首先会创建一个DataEntryReader，但是这个DataEntryReader其实并不是真正读取class字节码的Reader，这里创建出来的DataEntryReader只是负责根据不同的文件类型，譬如.apk .jar ".aar"等等做一些不一样的解压处理，在Android里面这里返回的DataEntryReader具体就是JarReader对象。

跟着后面创建了DirectoryPump对象，并且调用了它的pumpDataEntries方法，内部如下：

public void pumpDataEntries(DataEntryReader dataEntryReader)
throws IOException
{
    if (!directory.exists())
    {
        throw new IOException("No such file or directory");
    }

    readFiles(directory, dataEntryReader);
}


/**
 * Reads the given subdirectory recursively, applying the given DataEntryReader
 * to all files that are encountered.
 */
private void readFiles(File file, DataEntryReader dataEntryReader)
throws IOException
{
    // Pass the file data entry to the reader.
    dataEntryReader.read(new FileDataEntry(directory, file));

    if (file.isDirectory())
    {
        // Recurse into the subdirectory.
        File[] listedFiles = file.listFiles();

        for (int index = 0; index < listedFiles.length; index++)
        {
            File listedFile = listedFiles[index];
            try
            {
                readFiles(listedFile, dataEntryReader);
            }
            catch (IOException e)
            {
                throw (IOException)new IOException("Can't read ["+listedFile.getName()+"] ("+e.getMessage()+")").initCause(e);
            }
        }
    }
}

可以看到pumpDataEntries内部就是递归遍历文件，交给了前面创建的DataEntryReader来处理，由于JarReader实现了这个接口，我们直接看JarReader的read方法，

public void read(DataEntry dataEntry) throws IOException
{
    ZipInputStream zipInputStream = new ZipInputStream(dataEntry.getInputStream());
    // Get all entries from the input jar.
    while (true)
    {
        // Can we get another entry?
        ZipEntry zipEntry = zipInputStream.getNextEntry();
        if (zipEntry == null)
        {
            break;
        }

        // Delegate the actual reading to the data entry reader.
        dataEntryReader.read(new ZipDataEntry(dataEntry,
                                                zipEntry,
                                                zipInputStream));
    }
    //省略部分代码...
}

JarReader顾名思义，其实就只负责了解压jar文件的作用，解压出来的class文件最终会交给dataEntryReader来处理，proguard源码里面大量的使用了这种委托代理的模式，一层一层的传递去处理，这个地方的dataEntryReader本质上是在InputReader的execute方法里创建出来的ClassReader类型对象。
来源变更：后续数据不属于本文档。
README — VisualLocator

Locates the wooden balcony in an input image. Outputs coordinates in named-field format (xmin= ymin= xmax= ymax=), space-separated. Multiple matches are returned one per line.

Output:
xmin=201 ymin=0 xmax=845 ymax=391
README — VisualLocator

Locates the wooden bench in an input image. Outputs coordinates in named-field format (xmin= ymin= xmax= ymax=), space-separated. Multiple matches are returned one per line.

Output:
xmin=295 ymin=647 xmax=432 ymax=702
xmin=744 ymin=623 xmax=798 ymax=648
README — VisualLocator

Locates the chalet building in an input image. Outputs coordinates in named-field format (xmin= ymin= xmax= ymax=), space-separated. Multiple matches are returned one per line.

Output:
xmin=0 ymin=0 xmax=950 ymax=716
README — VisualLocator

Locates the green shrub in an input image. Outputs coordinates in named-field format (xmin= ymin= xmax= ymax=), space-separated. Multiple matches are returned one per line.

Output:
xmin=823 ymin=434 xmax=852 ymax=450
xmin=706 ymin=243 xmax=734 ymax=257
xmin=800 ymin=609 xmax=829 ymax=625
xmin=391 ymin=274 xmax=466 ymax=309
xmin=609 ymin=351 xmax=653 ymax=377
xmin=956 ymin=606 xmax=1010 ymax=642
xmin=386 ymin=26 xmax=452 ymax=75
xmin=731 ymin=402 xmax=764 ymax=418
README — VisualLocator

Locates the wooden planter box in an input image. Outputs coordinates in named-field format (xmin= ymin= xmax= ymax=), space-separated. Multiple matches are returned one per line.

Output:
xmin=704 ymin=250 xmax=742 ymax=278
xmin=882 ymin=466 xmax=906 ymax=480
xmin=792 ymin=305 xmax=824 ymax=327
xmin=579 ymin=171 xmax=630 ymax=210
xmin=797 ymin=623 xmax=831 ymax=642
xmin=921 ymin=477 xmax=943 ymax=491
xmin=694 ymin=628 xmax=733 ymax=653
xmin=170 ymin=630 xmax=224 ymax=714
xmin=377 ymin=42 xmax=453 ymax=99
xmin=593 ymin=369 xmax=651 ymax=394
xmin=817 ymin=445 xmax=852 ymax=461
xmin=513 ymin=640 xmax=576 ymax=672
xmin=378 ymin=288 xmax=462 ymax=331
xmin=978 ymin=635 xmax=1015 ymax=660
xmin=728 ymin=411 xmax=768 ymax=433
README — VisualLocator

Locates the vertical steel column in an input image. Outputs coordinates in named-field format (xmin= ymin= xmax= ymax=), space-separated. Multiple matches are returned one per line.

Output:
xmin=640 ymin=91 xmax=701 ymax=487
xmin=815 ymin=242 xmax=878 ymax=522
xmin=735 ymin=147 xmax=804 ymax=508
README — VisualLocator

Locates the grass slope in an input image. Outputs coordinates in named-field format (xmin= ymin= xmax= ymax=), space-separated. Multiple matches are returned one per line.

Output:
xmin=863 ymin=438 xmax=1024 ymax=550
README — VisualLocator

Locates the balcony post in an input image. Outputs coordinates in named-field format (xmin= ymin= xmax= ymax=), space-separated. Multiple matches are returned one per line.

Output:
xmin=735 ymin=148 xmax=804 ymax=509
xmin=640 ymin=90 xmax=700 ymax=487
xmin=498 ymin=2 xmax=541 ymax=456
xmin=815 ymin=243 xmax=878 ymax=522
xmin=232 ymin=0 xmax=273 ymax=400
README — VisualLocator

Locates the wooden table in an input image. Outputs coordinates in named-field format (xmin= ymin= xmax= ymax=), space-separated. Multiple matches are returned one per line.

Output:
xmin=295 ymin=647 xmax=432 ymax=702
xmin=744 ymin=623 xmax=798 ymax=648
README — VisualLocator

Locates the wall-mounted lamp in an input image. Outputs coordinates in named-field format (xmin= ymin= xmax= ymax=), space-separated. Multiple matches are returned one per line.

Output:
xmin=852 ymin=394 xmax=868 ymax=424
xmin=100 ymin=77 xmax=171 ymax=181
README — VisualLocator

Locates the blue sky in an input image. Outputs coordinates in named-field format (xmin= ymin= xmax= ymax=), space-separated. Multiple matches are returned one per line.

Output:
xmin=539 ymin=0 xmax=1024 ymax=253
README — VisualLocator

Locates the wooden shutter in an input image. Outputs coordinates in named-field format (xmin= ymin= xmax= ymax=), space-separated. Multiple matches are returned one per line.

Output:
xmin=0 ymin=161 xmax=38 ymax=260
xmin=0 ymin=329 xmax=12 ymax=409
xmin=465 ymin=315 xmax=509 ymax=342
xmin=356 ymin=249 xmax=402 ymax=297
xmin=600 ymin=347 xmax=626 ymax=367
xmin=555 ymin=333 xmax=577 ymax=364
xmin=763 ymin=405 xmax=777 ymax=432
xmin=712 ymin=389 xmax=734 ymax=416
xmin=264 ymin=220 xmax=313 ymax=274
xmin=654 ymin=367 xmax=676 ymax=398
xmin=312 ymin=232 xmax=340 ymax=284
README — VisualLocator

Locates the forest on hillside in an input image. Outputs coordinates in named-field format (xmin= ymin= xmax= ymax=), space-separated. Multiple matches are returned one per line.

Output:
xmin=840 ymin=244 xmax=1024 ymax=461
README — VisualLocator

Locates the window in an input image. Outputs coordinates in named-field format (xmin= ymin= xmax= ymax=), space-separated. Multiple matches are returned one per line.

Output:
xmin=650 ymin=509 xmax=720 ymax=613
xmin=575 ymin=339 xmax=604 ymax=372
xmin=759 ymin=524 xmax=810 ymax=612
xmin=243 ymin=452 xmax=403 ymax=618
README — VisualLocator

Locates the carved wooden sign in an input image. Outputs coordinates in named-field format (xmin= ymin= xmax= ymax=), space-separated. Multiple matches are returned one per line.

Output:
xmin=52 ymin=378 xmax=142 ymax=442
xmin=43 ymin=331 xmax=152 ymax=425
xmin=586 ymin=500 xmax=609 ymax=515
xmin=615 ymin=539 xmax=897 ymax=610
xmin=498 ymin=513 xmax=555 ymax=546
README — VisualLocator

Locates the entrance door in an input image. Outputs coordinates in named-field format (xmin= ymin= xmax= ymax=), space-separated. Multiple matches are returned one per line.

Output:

public void read(DataEntry dataEntry) throws IOException
{

    // Get the input stream.
    InputStream inputStream = dataEntry.getInputStream();

    // Wrap it into a data input stream.
    DataInputStream dataInputStream = new DataInputStream(inputStream);

    // Create a Clazz representation.
    Clazz clazz;
    if (isLibrary)
    {
        clazz = new LibraryClass();
        clazz.accept(new LibraryClassReader(dataInputStream, skipNonPublicLibraryClasses, skipNonPublicLibraryClassMembers));
    }
    else
    {
        clazz = new ProgramClass();
        clazz.accept(new ProgramClassReader(dataInputStream));
    }
    //省略部分代码...
}

到这里我们终于看到class文件的读取了，前面已经提到过了如果是应用程序类文件会被读到ProgramClass，而第三方依赖库类文件会读到LibraryClass里，这里我们只分析ProgramClass。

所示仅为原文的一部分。